“Em seu quadragésimo terceiro ano, William Stoner aprendeu o que outros, muito mais jovens que ele, haviam aprendido antes dele: que a pessoa a quem se ama no começo não é a pessoa que enfim se ama, e que o amor não é um fim, mas sim um processo através do qual uma pessoa experimenta conhecer outra.”
Stoner
Kurt Vonnegut, em alguns vídeos e textos que circulam pela internet, aparece explicando por que certas histórias se repetem por séculos e continuam nos cativando. Em um dos exemplos, o autor cita uma história com um começo traumático que culmina em uma vida mais feliz. Em outra história, existe um personagem já feliz, bem sucedido, que vê tudo se perder em pouquíssimo tempo e lentamente precisa se reerguer.
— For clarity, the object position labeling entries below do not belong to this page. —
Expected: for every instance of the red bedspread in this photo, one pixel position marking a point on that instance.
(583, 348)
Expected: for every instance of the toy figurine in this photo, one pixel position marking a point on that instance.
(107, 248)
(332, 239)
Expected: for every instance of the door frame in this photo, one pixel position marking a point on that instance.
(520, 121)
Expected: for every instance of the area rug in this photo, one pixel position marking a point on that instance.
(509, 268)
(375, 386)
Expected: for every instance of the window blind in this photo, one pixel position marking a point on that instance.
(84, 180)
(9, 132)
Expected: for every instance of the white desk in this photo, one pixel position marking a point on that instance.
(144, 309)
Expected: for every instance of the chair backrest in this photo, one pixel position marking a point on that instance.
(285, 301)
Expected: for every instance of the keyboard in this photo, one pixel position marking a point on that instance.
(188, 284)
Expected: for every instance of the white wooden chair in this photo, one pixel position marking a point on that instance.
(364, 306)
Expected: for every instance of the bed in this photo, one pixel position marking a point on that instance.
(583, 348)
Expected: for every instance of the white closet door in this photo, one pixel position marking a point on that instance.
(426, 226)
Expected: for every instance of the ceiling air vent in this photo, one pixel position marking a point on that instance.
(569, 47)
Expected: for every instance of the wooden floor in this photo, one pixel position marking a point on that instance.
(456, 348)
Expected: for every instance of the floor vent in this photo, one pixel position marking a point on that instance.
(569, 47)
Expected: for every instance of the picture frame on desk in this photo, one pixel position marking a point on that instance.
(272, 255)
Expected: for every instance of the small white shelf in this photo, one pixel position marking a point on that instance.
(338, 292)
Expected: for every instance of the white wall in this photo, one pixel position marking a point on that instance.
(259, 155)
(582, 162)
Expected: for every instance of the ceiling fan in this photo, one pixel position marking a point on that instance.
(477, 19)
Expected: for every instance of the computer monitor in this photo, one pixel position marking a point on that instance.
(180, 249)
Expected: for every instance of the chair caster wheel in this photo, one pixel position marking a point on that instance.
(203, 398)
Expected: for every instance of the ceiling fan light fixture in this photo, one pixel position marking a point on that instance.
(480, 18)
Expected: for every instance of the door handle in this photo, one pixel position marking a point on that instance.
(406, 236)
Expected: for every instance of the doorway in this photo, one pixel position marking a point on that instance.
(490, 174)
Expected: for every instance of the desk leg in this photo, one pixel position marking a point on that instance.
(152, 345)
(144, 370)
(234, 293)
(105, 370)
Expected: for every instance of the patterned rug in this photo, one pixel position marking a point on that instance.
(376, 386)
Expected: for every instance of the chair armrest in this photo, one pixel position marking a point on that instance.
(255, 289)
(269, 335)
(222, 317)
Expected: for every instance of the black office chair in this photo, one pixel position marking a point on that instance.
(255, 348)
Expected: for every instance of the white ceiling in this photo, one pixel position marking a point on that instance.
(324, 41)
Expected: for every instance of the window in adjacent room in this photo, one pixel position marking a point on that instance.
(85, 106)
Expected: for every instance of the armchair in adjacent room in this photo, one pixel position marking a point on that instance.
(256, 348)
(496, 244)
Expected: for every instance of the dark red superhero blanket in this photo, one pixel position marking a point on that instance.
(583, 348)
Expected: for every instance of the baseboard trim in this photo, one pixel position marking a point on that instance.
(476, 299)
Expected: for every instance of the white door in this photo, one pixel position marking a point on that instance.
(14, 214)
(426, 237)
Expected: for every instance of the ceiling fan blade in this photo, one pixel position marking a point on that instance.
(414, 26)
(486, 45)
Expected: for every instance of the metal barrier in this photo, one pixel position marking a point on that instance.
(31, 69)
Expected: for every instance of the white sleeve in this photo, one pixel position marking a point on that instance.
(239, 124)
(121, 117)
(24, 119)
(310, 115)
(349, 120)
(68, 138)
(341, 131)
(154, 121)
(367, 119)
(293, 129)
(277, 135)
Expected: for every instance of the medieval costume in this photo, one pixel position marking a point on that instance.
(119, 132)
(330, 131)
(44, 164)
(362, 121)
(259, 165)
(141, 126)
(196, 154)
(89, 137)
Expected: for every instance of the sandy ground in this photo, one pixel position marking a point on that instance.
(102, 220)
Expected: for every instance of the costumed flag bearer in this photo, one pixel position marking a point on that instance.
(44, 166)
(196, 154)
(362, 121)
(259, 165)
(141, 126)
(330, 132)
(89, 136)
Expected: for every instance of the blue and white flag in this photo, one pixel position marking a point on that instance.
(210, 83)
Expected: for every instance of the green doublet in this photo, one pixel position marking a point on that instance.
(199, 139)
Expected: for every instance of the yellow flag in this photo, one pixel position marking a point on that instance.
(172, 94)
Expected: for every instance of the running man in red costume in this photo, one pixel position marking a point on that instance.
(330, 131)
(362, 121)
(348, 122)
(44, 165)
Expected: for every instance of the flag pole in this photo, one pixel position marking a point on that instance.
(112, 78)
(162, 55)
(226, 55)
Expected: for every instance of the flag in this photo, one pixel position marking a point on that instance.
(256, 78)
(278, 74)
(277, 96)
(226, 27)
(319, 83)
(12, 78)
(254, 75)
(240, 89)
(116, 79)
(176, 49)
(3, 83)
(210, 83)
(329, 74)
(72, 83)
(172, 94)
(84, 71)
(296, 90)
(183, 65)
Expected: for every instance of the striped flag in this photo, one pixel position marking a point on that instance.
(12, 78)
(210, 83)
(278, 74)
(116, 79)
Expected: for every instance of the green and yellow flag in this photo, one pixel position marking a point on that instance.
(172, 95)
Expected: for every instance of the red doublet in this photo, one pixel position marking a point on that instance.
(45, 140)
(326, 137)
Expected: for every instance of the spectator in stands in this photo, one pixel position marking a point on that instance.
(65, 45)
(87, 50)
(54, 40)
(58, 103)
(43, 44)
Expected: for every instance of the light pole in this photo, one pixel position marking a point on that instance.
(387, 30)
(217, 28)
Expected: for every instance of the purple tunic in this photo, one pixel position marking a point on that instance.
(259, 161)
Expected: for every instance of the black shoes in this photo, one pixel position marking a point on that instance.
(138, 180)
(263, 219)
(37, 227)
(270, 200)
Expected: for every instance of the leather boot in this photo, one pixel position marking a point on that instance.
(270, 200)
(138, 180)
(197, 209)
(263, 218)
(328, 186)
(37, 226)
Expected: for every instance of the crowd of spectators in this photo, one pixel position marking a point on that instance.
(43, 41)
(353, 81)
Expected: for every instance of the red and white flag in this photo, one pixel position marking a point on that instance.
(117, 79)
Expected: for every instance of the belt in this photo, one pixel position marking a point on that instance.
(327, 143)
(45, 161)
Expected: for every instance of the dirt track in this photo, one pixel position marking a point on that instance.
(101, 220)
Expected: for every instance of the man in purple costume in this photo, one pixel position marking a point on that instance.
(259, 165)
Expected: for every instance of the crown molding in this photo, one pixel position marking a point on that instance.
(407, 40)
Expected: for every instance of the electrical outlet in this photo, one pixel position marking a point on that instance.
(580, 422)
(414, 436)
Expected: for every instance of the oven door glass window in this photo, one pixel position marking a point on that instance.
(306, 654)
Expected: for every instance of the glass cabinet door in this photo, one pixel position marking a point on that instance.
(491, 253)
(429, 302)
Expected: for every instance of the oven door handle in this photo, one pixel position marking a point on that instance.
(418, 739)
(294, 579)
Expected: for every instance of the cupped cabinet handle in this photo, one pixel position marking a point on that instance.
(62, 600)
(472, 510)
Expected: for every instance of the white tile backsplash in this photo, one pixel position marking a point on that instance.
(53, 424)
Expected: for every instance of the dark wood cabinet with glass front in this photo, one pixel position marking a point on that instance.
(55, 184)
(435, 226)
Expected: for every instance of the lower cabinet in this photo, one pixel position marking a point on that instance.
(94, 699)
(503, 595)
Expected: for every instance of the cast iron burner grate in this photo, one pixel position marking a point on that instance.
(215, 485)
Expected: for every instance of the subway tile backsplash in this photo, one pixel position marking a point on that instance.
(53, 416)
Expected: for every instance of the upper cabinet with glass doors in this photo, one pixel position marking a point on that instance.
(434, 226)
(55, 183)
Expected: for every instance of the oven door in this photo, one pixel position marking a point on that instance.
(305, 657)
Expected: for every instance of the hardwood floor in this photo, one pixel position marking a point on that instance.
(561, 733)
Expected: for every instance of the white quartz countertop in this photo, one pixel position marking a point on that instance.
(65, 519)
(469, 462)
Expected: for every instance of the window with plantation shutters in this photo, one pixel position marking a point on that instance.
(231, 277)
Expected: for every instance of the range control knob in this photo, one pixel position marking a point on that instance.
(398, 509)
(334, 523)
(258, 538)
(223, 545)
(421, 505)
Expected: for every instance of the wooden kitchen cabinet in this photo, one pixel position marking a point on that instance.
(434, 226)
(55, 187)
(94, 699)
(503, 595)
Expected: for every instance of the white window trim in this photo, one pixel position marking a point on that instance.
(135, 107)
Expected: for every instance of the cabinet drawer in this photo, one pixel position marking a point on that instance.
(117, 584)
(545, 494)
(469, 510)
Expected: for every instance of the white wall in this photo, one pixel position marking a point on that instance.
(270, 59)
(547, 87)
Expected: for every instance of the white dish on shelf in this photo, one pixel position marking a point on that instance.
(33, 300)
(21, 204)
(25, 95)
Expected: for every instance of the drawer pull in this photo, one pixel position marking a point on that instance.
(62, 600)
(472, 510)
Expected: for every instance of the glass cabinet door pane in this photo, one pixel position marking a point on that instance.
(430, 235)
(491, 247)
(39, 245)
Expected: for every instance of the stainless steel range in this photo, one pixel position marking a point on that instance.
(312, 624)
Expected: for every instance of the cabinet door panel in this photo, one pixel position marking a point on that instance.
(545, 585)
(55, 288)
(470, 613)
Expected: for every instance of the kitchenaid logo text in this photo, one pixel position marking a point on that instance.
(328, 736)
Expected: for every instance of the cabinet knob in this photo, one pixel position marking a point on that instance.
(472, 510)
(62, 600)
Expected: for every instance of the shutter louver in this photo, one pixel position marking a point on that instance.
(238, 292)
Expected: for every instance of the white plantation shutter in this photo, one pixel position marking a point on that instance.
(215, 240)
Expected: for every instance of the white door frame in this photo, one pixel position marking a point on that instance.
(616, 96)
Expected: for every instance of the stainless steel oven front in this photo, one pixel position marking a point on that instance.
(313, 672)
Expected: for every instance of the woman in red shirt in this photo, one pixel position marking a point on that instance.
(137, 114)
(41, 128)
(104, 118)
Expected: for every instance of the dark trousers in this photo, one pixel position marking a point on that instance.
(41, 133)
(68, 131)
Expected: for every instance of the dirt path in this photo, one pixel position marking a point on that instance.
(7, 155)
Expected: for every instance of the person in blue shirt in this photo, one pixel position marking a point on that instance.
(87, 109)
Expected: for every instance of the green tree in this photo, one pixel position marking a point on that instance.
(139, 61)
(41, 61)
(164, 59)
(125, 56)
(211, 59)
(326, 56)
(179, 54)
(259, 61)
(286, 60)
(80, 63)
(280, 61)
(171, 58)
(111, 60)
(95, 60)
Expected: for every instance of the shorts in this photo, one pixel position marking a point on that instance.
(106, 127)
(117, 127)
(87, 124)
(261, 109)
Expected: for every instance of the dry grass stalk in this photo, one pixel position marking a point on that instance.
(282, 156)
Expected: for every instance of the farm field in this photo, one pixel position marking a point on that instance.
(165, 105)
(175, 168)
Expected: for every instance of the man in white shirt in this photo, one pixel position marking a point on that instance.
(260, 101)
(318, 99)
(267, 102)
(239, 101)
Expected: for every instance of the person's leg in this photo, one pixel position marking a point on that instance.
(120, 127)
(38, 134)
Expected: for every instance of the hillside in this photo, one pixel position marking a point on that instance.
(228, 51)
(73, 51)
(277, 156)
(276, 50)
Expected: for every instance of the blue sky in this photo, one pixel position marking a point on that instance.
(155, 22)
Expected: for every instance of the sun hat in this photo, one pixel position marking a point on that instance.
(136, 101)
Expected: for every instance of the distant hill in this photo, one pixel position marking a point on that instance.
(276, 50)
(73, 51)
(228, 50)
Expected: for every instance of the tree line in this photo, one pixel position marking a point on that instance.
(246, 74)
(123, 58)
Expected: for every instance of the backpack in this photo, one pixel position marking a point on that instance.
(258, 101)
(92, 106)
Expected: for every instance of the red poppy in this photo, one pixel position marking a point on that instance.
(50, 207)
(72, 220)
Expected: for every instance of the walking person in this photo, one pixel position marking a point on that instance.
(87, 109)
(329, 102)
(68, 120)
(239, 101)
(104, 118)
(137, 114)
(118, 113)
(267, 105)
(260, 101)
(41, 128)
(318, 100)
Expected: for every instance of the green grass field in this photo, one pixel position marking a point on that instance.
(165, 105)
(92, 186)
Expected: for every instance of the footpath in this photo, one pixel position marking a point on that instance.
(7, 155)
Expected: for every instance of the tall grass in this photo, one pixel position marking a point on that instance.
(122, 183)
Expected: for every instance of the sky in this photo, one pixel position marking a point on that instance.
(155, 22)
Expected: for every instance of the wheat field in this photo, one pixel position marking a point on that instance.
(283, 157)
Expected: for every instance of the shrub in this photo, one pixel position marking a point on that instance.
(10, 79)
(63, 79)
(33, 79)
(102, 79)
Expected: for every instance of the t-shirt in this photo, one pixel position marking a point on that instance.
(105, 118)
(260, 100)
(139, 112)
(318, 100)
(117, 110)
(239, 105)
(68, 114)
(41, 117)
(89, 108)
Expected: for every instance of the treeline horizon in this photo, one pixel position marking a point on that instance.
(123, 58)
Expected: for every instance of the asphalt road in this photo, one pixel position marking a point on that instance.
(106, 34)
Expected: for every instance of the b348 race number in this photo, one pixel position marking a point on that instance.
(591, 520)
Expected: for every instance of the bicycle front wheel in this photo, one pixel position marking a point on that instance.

Vonnegut afirma ser da condição humana que fantasiemos sobre grandes feitos e experiências que podem mudar nossa vida. Mas que, se pegarmos um gráfico criado sobre uma vida ordinária, cotidiana, veremos uma linha com poucas subidas e descidas. Comparada a um conto de fadas, nossa história será possivelmente bem morna.
Stoner se encaixa perfeitamente nesse conceito de vida ordinária. O livro conta a história do menino William Stoner, que cresce em uma fazenda com seus pais pobres e faz faculdade em uma cidade a poucos quilômetros de onde nasceu. Em meio a duas guerras, sua paixão pelos livros o manteve dentro da universidade, seja como estudante ou, mais tarde, como professor do curso de literatura. Ele crê ter descoberto o amor para só depois saber que o amor era muito mais que aquilo. Stoner casa, tem uma filha e morre sem grandes feitos, sem sair de sua cidade, sem fazer parte de nenhum dos gráficos que Vonnegut usa pra explicar como uma boa história é contada. E talvez aqui esteja a mágica do autor: contar o comum e o rotineiro de uma forma tão agradável.
A vida de William Stoner não é interessante pelo fato de ser monótona, mas sim porque a conexão que temos com ele é de querermos empurra-lo pra longe do marasmo e fazê-lo entender que as migalhas que recebe não deveriam ser suficientes. O exemplo dos pais, que nasceram e morreram trabalhando, sua escolha de não ir à guerra, seu casamento fracassado com uma mulher repulsiva (talvez ela mesma fruto de uma família já repulsiva, que nunca entendeu como os relacionamentos se dão), sua incapacidade de ser mais ativo na educação da filha e, finalmente, sua complicada relação com um manipulador colega de departamento, tudo isso incomoda. É frustrante ver Stoner passar tão indiferentemente pela vida, colhendo algumas poucas gotas de felicidade que às vezes pingam nos seus dias. Como se, por nunca ter sido ensinado diferente, crescer, trabalhar, casar, procriar e morrer fossem o único caminho.
E talvez seja essa relação entre a apatia e a passividade de Stoner com a nossa vontade de ajudá-lo, de qualquer forma que seja, que faça o livro ser o que é: um lindo e triste retrato da vida não contemplada nos contos de fadas. Da vida que, talvez só quando olhada de fora, temos a certeza de que não queremos ter.